So he says, "Oh by the way, this cellphone overage thing has been happening more than just this time". I'm thinking SO what? So I said, "Well I wasn't aware of it, and besides it doesn't matter I'll pay you for it and then I am getting my own personal phone." That's when he quickly responded back, " Well we could just bump up the plan." OKAY WAIT?!!
You mean to tell me that this overage thing has happened before but you haven't said anything to me about it. But all of the sudden you are trying to pin it on me as some sort of big deal? And now only because I am saying that I will get my own phone, you offer the solution of bumping up the plan. I mean really, I know it's hard for you buddy but try to use the few bits of brain matter you have to think about why you wouldn't have just done this in the first place.... yeah exactly.. what's that your Outlook won't open again...
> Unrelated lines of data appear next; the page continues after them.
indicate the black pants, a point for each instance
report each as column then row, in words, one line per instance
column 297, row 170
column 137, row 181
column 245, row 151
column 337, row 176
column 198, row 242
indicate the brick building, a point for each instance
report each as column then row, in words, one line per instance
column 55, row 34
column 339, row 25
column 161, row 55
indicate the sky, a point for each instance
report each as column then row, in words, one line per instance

Seriously... I must leave this place.. I think that something in the air is dissolving our brains.

Ringy Dingy

So yesterday right before leaving I get another aggervation. I was attempting to leave the office at an early 5:05pm in order to have dinner with some family friends. As I was going to get up my boss walks into my office and throws down a cellphone bill on my desk. Now I should preface this with the following information. My boss agreed to paying for my cellphone for both work and personal use since I told him he could either pay for any work calls on my old cell phone or I just would be out of contact whenever off-site. The reason for this is that I did not want to have to carry two or more cellphones again ever. Anyways back to the issue. So he looks at me and says you went way over on your minutes and you owe me "X" amount of dollars. He looked at me and said "Man you really must be in love because you talked to her everyday, sometimes twice a day." At that point I looked at him slightly bewildered and utterly dumbfounded by his stupidity. I said, "Well if your wife was out of town for over 30 days you would probably talk to her a lot as well." that is when he said no. I shook my head, not so much in surprise since I know his wife but more so because I don't believe that he understood my point, and just said "That's the difference between you and I."
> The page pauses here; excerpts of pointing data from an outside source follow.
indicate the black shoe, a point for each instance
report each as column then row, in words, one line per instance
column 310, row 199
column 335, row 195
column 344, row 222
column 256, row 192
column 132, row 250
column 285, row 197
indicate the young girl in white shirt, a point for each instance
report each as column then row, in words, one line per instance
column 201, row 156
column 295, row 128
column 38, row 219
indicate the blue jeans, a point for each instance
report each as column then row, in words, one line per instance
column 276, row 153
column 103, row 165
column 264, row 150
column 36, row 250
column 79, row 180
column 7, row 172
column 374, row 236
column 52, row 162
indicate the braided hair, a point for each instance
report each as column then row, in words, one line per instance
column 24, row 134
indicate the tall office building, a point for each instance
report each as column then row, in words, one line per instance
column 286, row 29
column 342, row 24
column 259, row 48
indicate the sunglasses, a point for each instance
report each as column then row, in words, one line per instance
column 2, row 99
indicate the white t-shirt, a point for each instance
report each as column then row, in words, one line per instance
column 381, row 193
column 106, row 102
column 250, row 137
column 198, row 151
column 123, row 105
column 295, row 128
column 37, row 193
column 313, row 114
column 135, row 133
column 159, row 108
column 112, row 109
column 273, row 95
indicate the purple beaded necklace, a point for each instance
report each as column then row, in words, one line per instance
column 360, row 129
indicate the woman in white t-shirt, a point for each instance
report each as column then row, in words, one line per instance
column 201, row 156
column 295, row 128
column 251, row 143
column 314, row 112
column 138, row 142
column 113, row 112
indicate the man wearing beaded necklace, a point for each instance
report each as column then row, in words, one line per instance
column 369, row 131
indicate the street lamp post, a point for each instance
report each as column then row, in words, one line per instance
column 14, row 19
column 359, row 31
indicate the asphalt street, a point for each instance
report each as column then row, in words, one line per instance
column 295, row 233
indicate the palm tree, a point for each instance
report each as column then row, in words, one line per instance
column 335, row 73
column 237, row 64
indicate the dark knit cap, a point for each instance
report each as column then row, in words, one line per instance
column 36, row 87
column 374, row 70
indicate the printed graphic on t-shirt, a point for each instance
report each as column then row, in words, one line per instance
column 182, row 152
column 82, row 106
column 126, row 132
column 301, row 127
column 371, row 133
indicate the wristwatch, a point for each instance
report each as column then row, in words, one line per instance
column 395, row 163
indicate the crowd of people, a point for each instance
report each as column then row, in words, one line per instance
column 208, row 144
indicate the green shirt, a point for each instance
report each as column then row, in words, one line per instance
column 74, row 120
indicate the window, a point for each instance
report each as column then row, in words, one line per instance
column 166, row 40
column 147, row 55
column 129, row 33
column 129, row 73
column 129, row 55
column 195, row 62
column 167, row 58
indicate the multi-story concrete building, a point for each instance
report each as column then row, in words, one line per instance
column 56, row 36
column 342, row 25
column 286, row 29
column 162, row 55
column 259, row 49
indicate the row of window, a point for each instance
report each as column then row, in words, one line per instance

So of course that set me off, especially considering it is so close to the holidays and the employees here at the company will be lucky to get a card or maybe a cheap box of chocolates that they can buy in bulk. I guess I shouldn't complain, I mean something is better than nothing right? Oh wait, that's right I got a big fuck you pay your cellphone overage, oh and by the way Merry Fucking Christmas. Not that I'm hostile ;-) The least they could do is turn up the heat in the office, I mean it takes all day for the space heaters to heat the building up to above 65 degrees. By the time it's semi-comfortable we all go home.

Monday, December 20, 2004


So after scrapping the ice off of the car this morning and driving in the 1 degree weather to work. I hadn't planned ahead enough for how cold is was going to be at the office. My fingers are literaly unable to type with any speed due to being almost frozen. They are actually in pain from the movement and I am making mistakes. Perhaps that is the hypothermia setting in? I have my coat on and space heater on high. I noticed that the other employees had all of the office doors closed around them trying to hold in what little heat might be available. It seems that the owners have not yet understood that if you turn the heat down to 45 degrees over the weekend it costs more money to heat up the place every day. Even at night we have the heat turned down to 67 degrees. This can't be a healthy working enviroment, nor does it help anyone get motivated to get anything done. My body is slightly sore from shivering, and the coffee cools down within minutes if you don't drink it fast enough.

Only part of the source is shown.